All the technical oscillators are in negative territory. That said, the Relative Strength Index(RSI) has displayed a range shift after turning into a bearish range of 42.00 -44.00 from the previous 50.00-46.00 range. The impending Moving Average Convergence Divergence (MACD) crossover is moving below the signal line, pointing to a bearish sign for price action this week. Additionally, The 50 and 200 Exponential Moving Average(EMA) crossover(Golden cross) at the 1686.56 level adds credence to the downside bias.

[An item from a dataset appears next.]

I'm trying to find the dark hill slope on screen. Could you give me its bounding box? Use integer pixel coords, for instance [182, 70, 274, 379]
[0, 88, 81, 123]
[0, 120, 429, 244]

On the flip side, any meaningful pullback now seems to find some resistance at the upper trendline of the descending channel pattern plotted from the 6th October 2022 swing high. That said, if buyers manage to pierce this ceiling, it would negate any near-term bearish outlook and pave the way for technical buying. The attention would now turn toward the supply zone ranging from 1660.03 - 1663.86 levels. A convincing break above the aforementioned zone would pave the way for aggressive technical buying.